Some of that money made it to me. Of course, not all of it did. Some went to pay for the salaries of the people running that large corporation. And since that company is a publicly traded firm some of that money probably went to shareholders too. But, by no means did all of that $112,134 make it to me.
But the release of the data by CMS and the headlines from some newspapers will irresponsibly misled the public into thinking that thousands of millionaire doctors are driving around America in Masseratis and Bentleys at the expense of the American taxpayer.
Let us — for a moment — look at how much I got paid by Medicare. Specifcally, let us look at the care of the 60 sickest critical care patients that rolled into my ER in 2012. To care for those patients, which according to Medicare rules requires a minimum time commitment of 30 minutes, I got paid a whopping $181 per patient. Today I took care of a similar patient who, but for the grace of God and the skilled hands of myself and several emergency nurses, would have died. That’s only worth $181?
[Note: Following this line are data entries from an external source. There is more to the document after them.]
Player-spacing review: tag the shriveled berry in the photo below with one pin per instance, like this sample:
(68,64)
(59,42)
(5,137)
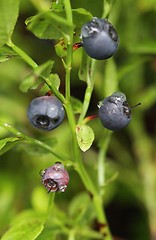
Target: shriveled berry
(114,111)
(55,178)
(46,112)
(99,38)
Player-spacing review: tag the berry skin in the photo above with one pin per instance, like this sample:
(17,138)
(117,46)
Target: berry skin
(55,178)
(46,112)
(114,111)
(99,39)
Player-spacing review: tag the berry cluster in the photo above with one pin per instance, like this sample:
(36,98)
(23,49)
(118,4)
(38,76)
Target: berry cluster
(100,41)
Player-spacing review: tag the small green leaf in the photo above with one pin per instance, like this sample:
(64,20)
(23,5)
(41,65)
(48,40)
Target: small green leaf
(81,16)
(58,6)
(6,53)
(76,105)
(55,80)
(27,225)
(33,80)
(8,143)
(8,17)
(50,25)
(61,48)
(85,136)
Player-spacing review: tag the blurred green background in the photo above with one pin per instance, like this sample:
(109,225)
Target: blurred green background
(130,199)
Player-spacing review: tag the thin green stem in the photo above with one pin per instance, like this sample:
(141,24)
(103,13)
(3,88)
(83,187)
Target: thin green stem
(23,55)
(26,58)
(89,88)
(50,207)
(31,140)
(102,160)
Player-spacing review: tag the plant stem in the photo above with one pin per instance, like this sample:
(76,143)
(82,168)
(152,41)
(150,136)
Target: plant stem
(103,145)
(89,89)
(33,141)
(26,58)
(23,55)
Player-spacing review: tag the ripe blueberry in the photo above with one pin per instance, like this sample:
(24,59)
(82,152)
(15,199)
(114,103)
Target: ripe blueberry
(55,178)
(99,38)
(114,111)
(46,112)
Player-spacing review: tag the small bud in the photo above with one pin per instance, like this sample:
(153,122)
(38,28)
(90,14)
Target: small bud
(55,178)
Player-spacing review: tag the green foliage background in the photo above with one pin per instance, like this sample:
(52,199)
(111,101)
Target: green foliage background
(131,156)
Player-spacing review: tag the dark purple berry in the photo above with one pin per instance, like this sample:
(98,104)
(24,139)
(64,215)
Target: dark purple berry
(55,178)
(99,38)
(114,111)
(46,112)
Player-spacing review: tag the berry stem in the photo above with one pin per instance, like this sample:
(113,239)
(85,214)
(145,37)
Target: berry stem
(23,55)
(26,58)
(33,141)
(89,89)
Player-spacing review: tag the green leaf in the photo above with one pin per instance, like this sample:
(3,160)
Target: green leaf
(58,6)
(49,25)
(85,136)
(27,225)
(8,17)
(81,16)
(8,143)
(61,48)
(143,48)
(36,150)
(76,105)
(33,80)
(6,53)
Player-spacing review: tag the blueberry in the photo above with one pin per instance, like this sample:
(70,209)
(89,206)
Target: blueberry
(99,38)
(55,178)
(46,112)
(114,111)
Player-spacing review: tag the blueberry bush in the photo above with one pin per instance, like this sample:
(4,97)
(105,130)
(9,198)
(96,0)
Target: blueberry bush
(80,179)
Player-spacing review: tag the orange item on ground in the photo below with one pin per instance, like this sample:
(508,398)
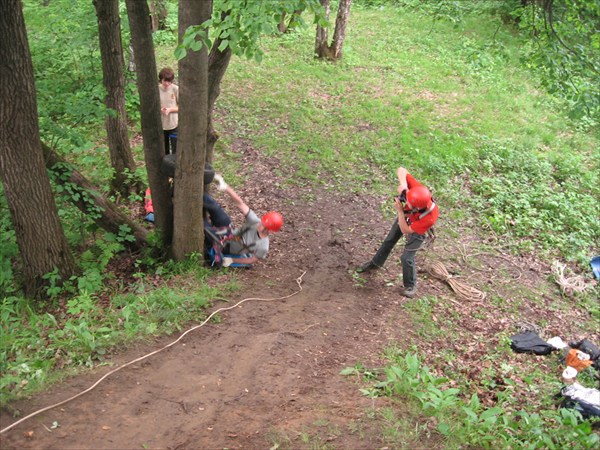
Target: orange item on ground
(573,360)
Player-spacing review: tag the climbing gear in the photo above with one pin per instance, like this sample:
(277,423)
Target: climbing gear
(469,293)
(419,197)
(272,221)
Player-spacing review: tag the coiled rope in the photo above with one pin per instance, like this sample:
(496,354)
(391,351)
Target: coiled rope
(466,292)
(47,408)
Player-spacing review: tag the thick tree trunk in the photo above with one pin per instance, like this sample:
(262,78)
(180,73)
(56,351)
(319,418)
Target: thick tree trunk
(111,50)
(188,233)
(42,243)
(91,202)
(147,80)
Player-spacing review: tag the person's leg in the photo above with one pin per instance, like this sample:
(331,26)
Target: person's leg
(217,215)
(167,141)
(387,245)
(409,268)
(384,250)
(173,140)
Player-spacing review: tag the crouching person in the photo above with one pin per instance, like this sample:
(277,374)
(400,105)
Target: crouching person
(229,247)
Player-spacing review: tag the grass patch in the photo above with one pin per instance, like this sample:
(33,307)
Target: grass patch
(458,419)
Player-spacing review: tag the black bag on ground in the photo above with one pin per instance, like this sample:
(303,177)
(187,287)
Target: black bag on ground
(530,342)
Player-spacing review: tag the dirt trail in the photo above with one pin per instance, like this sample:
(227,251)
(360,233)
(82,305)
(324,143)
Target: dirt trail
(267,373)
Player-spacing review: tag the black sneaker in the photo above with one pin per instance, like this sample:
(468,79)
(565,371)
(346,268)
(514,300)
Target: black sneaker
(366,267)
(409,292)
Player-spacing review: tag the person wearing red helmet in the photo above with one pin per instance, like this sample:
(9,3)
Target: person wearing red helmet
(249,243)
(417,213)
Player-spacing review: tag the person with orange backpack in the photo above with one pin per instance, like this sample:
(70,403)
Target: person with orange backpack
(236,247)
(417,213)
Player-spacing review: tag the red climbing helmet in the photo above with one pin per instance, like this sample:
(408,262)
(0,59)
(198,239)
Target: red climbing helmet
(272,221)
(419,197)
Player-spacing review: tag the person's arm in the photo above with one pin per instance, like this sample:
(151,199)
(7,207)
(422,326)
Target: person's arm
(404,227)
(227,261)
(402,184)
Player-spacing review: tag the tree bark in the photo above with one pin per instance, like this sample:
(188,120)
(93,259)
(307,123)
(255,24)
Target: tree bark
(159,12)
(104,213)
(339,34)
(111,50)
(218,61)
(188,233)
(40,236)
(147,81)
(333,51)
(321,40)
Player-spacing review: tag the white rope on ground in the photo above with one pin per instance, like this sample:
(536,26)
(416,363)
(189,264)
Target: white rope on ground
(438,270)
(47,408)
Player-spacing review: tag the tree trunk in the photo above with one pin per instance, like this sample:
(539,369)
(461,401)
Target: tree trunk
(339,34)
(147,81)
(218,61)
(40,237)
(158,10)
(188,233)
(333,52)
(111,50)
(321,40)
(91,202)
(286,25)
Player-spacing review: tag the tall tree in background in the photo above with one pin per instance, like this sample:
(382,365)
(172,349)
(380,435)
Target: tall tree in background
(111,50)
(333,51)
(188,234)
(40,236)
(147,81)
(158,11)
(236,28)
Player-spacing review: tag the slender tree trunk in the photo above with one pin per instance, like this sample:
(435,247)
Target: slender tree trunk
(286,25)
(147,80)
(104,213)
(158,11)
(111,49)
(321,40)
(188,234)
(339,34)
(42,243)
(218,61)
(333,52)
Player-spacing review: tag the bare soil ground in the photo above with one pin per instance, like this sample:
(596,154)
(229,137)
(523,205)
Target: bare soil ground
(269,372)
Maybe CMS timed this data dump to distract from the fact that the Senate approved a bill to cut further what Medicare already pays physicians. I certainly believe that Medicare overpays for some services (mostly procedures like those performed by those super-rich ophthalmologists) relative to others (intellectual services like primary care, psychiatry, etc.).
But I can tell you one thing.
Saving your life is worth more than $181.
Cedric Dark is founder and executive editor, Policy Prescriptions.